Segundo Mariconda (2011, p. 789), “a confiança de Galileu na teoria das
marés como evidência do modelo heliocêntrico foi tanta que, antes da publicação, o
título da obra era ‘Diálogo do fluxo e refluxo do mar’”. Essa discussão sobre marés
retoma a carta escrita em 8 de janeiro de 1616 ao cardeal Alessandro Orsini (1592-
1626), um amigo do Colégio dos Cardeais, como parte da estratégia de superar a
oposição da igreja à teoria copernicana. A tática foi infrutífera e o papa Paulo V
(1550-1621) acabou sugerindo que o cardeal intercedesse junto a Galileu para
desistir dessa proposição, a fim de que a inquisição não fosse contra o filósofo.
Por meio de explicações de Simplício sobre teorias do fenômeno das marés,
Galileu mostra-se cético com relação a outras teorias que buscavam explicar tal
fenômeno e acaba por refutar a possibilidade da interação entre a água dos mares e
a Lua.
Simplício – Esses fenômenos, Sr. Salviati, não começaram agora; são antiquíssimos e foram observados por uma infinidade de pessoas, e muitos se esforçaram para dar-lhes uma ou outra razão; e não está a muitas milhas distantes daqui um grande peripatético, que apresenta uma causa extraída de um certo texto de Aristóteles, que não foi convenientemente considerado pelos seus intérpretes; desse texto ele obtém que a verdadeira causa desses movimentos não se origina de outra coisa que das diferentes profundidades dos mares: porque as águas das profundidades maiores,
93
sendo mais abundantes, e por isso mais pesadas, expulsam as águas de profundidades menores que, depois de elevadas, querem descer; e deste combate contínuo deriva o fluxo e o refluxo. Os que atribuem isso à Lua são muitos, dizendo que ela tem um domínio particular sobre a água: e certo prelado22 publicou recentemente um pequeno tratado, onde diz que a Lua, vagando pelo céu, atrai e eleva em sua direção um cúmulo de água, que a segue continuamente, de modo que o mar alto está sempre naquela parte que subjaz à Lua; e como a subida das águas continua mesmo quando a Lua está abaixo do horizonte, ele diz que para salvar tal efeito não se pode dizer outra coisa a não ser que a Lua não apenas retém em si naturalmente essa faculdade, mas, neste caso, tem a potência de conferi-la àquele signo do zodíaco que lhe é oposto.
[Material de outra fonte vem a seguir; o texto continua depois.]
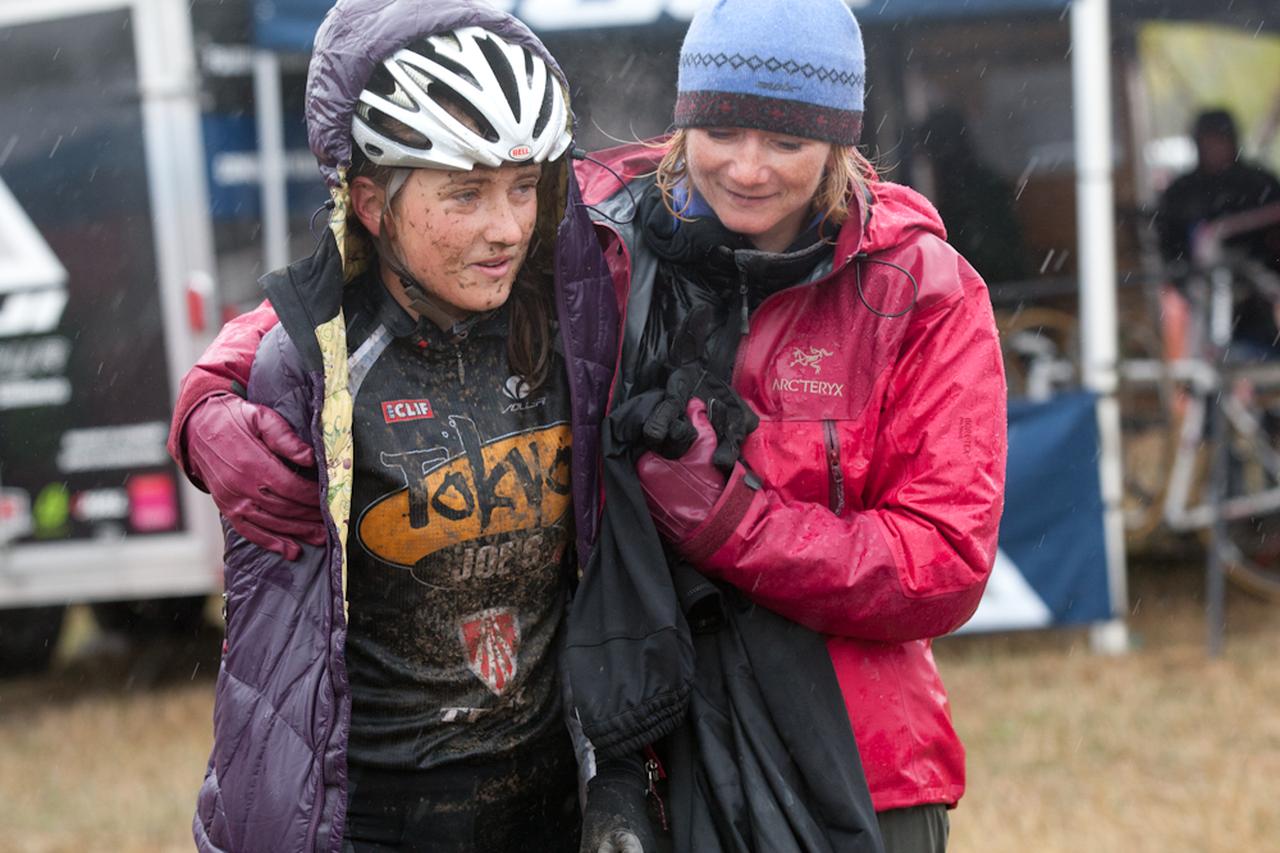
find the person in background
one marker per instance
(973, 200)
(1224, 183)
(388, 678)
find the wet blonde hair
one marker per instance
(848, 172)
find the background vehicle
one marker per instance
(105, 258)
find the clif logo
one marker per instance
(398, 410)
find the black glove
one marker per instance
(668, 429)
(616, 819)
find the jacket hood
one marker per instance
(356, 35)
(890, 213)
(895, 210)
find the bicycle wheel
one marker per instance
(1251, 553)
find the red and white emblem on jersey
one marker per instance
(492, 641)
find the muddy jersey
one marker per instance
(460, 523)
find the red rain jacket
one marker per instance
(882, 452)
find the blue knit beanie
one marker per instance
(792, 67)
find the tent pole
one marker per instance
(1095, 213)
(273, 181)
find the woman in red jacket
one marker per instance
(865, 505)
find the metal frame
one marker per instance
(152, 565)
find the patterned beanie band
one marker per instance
(792, 67)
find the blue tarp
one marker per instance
(1052, 564)
(291, 24)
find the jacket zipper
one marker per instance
(835, 474)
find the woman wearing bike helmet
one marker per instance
(391, 684)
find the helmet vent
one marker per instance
(382, 82)
(502, 71)
(428, 50)
(396, 129)
(544, 112)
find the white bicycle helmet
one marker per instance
(406, 115)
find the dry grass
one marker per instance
(1161, 749)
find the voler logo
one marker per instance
(492, 643)
(517, 391)
(812, 359)
(515, 388)
(451, 497)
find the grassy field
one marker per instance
(1161, 749)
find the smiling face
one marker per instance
(462, 235)
(759, 183)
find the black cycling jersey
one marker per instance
(460, 523)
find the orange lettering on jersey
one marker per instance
(519, 483)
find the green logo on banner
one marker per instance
(51, 510)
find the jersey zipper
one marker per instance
(835, 474)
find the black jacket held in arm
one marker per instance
(741, 703)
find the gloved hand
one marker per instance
(668, 429)
(694, 505)
(616, 819)
(671, 432)
(237, 450)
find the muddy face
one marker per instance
(465, 235)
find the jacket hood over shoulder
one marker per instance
(356, 35)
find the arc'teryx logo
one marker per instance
(812, 359)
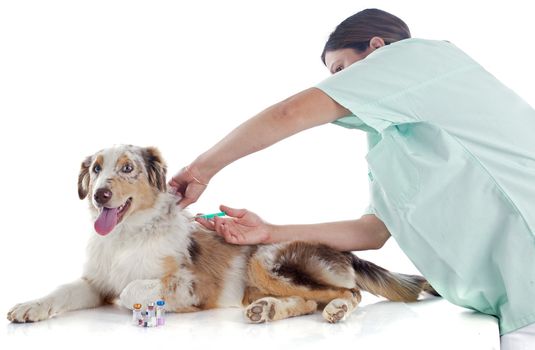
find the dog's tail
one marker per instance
(391, 285)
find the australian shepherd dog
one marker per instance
(147, 248)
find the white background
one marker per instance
(79, 76)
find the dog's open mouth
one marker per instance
(110, 217)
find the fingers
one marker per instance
(209, 224)
(237, 213)
(184, 202)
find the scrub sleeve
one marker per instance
(452, 171)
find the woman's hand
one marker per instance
(241, 227)
(188, 186)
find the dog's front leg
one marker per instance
(73, 296)
(141, 292)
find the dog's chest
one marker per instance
(114, 264)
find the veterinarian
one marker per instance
(451, 166)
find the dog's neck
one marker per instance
(163, 216)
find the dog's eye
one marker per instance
(127, 168)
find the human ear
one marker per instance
(376, 42)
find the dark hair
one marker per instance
(355, 32)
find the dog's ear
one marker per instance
(83, 178)
(156, 168)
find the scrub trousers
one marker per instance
(521, 339)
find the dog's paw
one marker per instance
(32, 311)
(336, 310)
(261, 310)
(141, 292)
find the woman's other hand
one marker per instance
(240, 227)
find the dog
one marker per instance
(147, 248)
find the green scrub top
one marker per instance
(452, 171)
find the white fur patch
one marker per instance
(232, 293)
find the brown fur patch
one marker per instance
(210, 259)
(273, 285)
(213, 259)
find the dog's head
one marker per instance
(121, 181)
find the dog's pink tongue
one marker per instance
(106, 221)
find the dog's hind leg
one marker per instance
(273, 309)
(339, 308)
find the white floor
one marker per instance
(432, 323)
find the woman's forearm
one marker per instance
(304, 110)
(365, 233)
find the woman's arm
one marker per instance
(305, 110)
(242, 226)
(365, 233)
(309, 108)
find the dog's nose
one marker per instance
(102, 196)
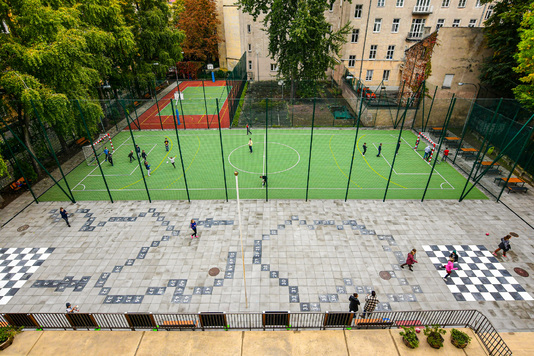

Outros, como acredito que saibas, dizem também que a Lua tem a potência, com seu calor temperado, de rarefazer a água, a qual, rarefeita, eleva-se. Nem faltou tampouco quem... Sagredo – Por favor, Sr. Simplício, não é preciso que vos remetais mais a essas posições, porque não me parece que valha a pena consumir o tempo referindo-as, e muito menos gastar palavras para refutá-las; e se vós prestais assentimento a alguma dessas ou a semelhantes futilidades, estais sendo injusto com vosso próprio juízo, que sabemos ser muito ajustado (MARICONDA, 2011, p. 496)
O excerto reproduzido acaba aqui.